By Justin Rossow
“Infant holy, infant lowly, for his bed a cattle stall…“
I wonder why so many people go out of their way to get together over Christmas. I don’t know how many times my calendar has been full to overflowing. I always think we should move half of those gatherings to February! But we never do—not because we have extra time in December. So why do we get together at Christmas?
Maybe we gather for feasts and gift exchanges because the experience is so wonderful we want to do it again and again. Sometimes I think the ideal of family time together is part of the motivation. And gathering with family and friends at Christmas really can be wonderful!
But I also know that the ideal is far from the reality. For all people sometimes, and for some people all the time, Christmas can bring guilt and shame and anger and jealousy and old grievances and new heartaches. When sinful people get together, sin happens.
Why do we get together?
I wonder if, despite the hassle and the bustle, regardless of the ways we hurt each other, deep down we somehow know, we belong together. These people, even in their brokenness, are still your people. So being together is fundamentally right, even when it’s hard.

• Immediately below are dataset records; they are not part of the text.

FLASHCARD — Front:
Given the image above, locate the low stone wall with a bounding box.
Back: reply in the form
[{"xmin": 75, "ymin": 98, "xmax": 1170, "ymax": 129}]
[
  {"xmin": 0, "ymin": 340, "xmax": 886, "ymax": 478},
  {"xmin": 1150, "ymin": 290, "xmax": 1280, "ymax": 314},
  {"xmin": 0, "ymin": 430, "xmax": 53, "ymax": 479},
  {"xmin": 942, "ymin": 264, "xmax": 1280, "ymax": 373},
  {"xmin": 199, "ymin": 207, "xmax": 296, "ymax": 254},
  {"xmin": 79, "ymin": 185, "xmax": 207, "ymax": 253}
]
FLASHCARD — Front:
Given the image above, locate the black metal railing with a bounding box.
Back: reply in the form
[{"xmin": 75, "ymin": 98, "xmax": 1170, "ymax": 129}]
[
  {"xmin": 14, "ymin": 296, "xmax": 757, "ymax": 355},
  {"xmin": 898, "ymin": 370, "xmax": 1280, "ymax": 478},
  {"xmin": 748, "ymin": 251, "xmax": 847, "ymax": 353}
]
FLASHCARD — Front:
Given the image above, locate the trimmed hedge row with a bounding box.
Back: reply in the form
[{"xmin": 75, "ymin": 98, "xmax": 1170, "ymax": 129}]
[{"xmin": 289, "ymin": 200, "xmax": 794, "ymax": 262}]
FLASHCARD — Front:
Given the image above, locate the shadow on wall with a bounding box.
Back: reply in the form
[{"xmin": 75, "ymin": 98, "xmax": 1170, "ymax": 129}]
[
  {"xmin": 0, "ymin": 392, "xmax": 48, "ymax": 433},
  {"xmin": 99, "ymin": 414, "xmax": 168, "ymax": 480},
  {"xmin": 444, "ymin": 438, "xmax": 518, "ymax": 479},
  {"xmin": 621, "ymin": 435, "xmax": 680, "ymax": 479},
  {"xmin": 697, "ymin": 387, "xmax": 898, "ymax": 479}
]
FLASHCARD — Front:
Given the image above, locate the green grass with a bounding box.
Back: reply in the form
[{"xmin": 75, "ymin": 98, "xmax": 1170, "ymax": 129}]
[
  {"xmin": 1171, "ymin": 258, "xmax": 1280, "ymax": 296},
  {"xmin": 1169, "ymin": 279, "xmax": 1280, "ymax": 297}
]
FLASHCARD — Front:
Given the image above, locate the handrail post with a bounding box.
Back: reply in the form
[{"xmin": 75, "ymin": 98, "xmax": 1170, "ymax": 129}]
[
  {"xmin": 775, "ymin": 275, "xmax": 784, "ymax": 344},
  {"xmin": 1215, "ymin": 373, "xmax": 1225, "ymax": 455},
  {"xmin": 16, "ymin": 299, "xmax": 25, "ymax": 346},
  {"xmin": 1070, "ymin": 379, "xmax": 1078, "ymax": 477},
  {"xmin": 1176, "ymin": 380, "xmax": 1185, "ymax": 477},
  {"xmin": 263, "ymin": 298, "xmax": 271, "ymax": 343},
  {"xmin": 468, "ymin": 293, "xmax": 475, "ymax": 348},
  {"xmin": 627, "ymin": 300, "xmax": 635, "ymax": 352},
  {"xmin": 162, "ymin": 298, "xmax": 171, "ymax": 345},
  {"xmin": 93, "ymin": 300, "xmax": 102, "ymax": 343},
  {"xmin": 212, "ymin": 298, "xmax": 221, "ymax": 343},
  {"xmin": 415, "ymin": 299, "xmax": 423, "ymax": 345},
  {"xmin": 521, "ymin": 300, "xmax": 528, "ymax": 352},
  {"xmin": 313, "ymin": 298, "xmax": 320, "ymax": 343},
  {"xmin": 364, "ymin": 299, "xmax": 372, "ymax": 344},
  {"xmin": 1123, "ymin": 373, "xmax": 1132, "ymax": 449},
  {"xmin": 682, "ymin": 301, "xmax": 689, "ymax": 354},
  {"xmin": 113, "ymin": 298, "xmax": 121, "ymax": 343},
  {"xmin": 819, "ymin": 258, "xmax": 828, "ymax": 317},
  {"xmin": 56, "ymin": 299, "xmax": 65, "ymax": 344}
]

I think that’s what brings the Son of God to a simple cattle stall: these people are His people. They belong together.
There’s no room in the inn, and no royal welcome for the child; just swaddling clothes and a bed of hay. The eternal glory of the Father’s throne fades into the tender eyes of a young woman, suddenly a mother, and the strange welcome of shepherds with visions. The world spins busily by, but on that night, in spite of the brokenness, Jesus said, “We belong together.” And made His bed with us.
The Word became flesh and moved into the neighborhood; your neighborhood. Your busyness and brokenness won’t keep Jesus away.
Maybe there’s no room in your inn this Christmas; Jesus doesn’t care. He’ll sleep wherever. The important thing is this: Jesus wants to be with you. You belong together.
Thus rejoicing, free from sorrow, praises voicing, greet the morrow:
Christ the babe was born for you! Christ the babe was born for you!